We then built a scalable cluster-based version of the distillation proxy, the prototype of many contemporary cluster-based Internet applications. The main contribution was the separation of scalability and availability concerns from the main application logic, through the careful application of a small number of simple robustness mechanisms. Although this imposed some constraints on how applications could be structured, we found that a broad class of Internet applications could benefit from our framework. The programming model, called TACC (Transformation, Aggregation, Caching, Customization, for the four elements that seem to dominate interactive Internet applications), emphasized composition of existing services and modules to quickly create new services; the server, called SNS (Scalable Network Server), was a prototype cluster-based TACC server that was deployed on the Berkeley Network of Workstations (NOW) and for a while served 10,000-15,000 users.

Top Gun Wingman was the first graphical Web browser to run on a handheld device (the PalmPilot PDA), relying heavily on the proxy to deliver a good browsing experience on the thinnest of clients. Some aspects of this work were commercialized and extended by ProxiNet, Inc., which I co-founded in 1997 and was later acquired by Puma Technology.

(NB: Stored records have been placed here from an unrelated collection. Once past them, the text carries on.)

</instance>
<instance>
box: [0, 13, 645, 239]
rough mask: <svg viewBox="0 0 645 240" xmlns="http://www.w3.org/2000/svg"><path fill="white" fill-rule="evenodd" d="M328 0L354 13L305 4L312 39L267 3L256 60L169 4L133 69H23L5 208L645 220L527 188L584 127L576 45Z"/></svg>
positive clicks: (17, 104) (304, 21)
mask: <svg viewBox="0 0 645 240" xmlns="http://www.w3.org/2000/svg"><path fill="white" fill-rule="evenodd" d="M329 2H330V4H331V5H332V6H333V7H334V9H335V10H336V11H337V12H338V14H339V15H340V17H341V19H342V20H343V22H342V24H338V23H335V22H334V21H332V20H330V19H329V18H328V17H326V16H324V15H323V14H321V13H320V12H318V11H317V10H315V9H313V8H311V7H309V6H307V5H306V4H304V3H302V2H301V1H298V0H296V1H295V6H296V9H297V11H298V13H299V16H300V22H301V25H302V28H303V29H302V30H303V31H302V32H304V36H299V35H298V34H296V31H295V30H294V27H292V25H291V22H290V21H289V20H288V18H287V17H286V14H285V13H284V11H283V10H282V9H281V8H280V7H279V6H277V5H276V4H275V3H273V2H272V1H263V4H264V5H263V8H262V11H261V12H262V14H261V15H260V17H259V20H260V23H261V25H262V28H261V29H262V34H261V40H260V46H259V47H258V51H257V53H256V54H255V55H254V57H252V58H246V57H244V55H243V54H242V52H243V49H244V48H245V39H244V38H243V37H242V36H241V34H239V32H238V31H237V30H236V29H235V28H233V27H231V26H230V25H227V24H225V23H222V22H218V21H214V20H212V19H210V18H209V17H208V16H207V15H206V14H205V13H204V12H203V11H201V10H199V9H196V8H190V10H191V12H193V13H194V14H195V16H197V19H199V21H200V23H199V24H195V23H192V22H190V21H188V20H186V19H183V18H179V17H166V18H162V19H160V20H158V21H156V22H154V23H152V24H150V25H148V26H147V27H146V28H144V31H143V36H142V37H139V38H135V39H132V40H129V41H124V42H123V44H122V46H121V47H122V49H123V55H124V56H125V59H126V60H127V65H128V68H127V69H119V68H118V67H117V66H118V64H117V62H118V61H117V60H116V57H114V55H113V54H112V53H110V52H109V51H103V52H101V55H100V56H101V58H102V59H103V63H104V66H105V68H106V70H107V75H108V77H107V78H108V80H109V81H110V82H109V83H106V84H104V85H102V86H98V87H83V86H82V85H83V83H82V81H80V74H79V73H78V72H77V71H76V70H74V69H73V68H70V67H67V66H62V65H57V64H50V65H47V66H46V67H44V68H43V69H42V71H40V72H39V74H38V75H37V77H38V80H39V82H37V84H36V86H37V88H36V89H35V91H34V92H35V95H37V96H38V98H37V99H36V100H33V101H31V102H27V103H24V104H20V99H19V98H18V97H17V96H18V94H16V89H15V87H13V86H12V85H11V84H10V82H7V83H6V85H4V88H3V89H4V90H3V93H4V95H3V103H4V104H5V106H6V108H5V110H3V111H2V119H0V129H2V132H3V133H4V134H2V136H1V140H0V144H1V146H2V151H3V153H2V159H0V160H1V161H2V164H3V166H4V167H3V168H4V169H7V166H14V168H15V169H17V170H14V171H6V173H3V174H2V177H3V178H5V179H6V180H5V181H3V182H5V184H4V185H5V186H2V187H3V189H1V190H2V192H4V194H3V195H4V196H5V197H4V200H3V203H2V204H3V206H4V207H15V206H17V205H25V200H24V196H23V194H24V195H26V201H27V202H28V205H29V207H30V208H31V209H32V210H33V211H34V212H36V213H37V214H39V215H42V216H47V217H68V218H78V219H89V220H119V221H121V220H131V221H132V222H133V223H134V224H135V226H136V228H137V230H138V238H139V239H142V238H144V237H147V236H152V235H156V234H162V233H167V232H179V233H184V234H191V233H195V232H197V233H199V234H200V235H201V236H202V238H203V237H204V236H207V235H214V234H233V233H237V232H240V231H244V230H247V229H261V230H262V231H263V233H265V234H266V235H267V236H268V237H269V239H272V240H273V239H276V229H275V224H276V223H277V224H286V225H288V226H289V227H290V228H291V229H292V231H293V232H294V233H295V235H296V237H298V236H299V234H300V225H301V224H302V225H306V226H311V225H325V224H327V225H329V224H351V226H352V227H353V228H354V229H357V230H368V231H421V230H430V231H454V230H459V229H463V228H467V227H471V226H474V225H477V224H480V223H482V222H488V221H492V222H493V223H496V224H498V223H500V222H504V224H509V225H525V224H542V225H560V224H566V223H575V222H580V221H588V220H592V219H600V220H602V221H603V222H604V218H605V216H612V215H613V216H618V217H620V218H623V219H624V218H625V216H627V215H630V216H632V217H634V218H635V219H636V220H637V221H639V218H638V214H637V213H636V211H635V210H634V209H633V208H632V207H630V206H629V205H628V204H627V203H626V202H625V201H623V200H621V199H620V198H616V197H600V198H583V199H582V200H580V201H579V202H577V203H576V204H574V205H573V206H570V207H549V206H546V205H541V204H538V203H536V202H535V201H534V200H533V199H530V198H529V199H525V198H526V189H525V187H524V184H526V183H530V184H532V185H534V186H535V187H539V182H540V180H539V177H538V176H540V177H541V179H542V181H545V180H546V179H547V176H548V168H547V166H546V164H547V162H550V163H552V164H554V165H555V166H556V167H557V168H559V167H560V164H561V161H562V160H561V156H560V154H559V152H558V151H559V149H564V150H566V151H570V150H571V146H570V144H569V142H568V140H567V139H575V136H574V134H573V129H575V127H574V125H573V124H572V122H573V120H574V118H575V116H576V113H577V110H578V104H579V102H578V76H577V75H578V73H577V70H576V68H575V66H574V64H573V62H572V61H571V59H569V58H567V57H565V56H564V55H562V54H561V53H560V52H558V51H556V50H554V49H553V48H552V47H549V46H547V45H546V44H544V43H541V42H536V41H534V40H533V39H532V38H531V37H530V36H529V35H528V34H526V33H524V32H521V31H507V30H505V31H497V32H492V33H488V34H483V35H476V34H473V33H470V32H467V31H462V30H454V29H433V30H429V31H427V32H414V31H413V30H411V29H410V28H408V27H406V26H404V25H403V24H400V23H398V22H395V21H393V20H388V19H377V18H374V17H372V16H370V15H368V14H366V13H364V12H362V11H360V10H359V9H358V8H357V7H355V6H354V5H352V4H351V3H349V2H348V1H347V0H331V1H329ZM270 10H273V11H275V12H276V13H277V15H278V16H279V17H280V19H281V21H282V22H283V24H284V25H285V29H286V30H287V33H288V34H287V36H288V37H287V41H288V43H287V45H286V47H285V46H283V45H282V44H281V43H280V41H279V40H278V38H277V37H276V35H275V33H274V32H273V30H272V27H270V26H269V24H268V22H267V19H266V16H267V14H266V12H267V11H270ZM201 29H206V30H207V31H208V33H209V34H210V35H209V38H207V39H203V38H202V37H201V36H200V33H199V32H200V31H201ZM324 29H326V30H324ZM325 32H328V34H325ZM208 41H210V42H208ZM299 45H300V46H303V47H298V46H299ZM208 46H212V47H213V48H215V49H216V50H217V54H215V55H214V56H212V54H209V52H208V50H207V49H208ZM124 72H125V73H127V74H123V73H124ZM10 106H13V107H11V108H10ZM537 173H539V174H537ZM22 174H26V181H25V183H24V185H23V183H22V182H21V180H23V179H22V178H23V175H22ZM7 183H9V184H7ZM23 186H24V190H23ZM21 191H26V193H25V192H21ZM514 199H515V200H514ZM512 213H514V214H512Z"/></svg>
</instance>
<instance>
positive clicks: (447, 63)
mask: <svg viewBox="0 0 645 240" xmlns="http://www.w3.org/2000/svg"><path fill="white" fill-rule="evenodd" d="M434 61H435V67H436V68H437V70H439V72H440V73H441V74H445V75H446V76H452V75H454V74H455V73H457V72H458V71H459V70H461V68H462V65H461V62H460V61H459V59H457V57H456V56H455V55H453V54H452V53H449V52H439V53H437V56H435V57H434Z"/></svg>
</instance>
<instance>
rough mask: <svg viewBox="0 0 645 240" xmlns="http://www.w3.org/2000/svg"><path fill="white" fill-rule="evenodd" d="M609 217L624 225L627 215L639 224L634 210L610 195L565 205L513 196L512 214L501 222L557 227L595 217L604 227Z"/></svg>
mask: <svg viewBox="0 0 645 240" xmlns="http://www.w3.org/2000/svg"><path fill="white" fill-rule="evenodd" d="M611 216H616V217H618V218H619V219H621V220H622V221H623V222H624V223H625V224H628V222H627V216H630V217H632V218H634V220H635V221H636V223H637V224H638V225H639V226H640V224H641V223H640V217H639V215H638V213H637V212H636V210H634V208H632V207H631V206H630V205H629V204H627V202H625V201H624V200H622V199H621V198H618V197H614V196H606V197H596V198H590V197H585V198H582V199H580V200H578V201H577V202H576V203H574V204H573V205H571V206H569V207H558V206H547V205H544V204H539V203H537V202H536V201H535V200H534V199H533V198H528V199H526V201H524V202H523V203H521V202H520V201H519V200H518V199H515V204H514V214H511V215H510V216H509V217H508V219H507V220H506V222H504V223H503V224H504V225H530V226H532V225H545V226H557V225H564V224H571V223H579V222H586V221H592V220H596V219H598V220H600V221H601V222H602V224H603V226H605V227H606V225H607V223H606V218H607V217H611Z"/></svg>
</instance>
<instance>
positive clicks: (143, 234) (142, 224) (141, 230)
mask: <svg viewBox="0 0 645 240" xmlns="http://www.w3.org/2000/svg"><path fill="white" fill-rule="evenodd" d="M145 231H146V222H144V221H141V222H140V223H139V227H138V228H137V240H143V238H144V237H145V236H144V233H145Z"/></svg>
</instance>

Areas left open included the question whether the looser semantics afforded by the TACC model (we called them BASE, for best-effort availability, soft state, and eventual consistency, to distinguish them from ACID) could be applied in other domains and if so, what consistency and state-management guarantees could be made to such applications. Eric Brewer and I co-authored a paper for HotOS-VII that discusses the trade-offs between harvest (quality of an answer from a query engine) and yield (probability that an answer will be received); we identified some structural commonality between the Inktomi search engine and various TACC applications.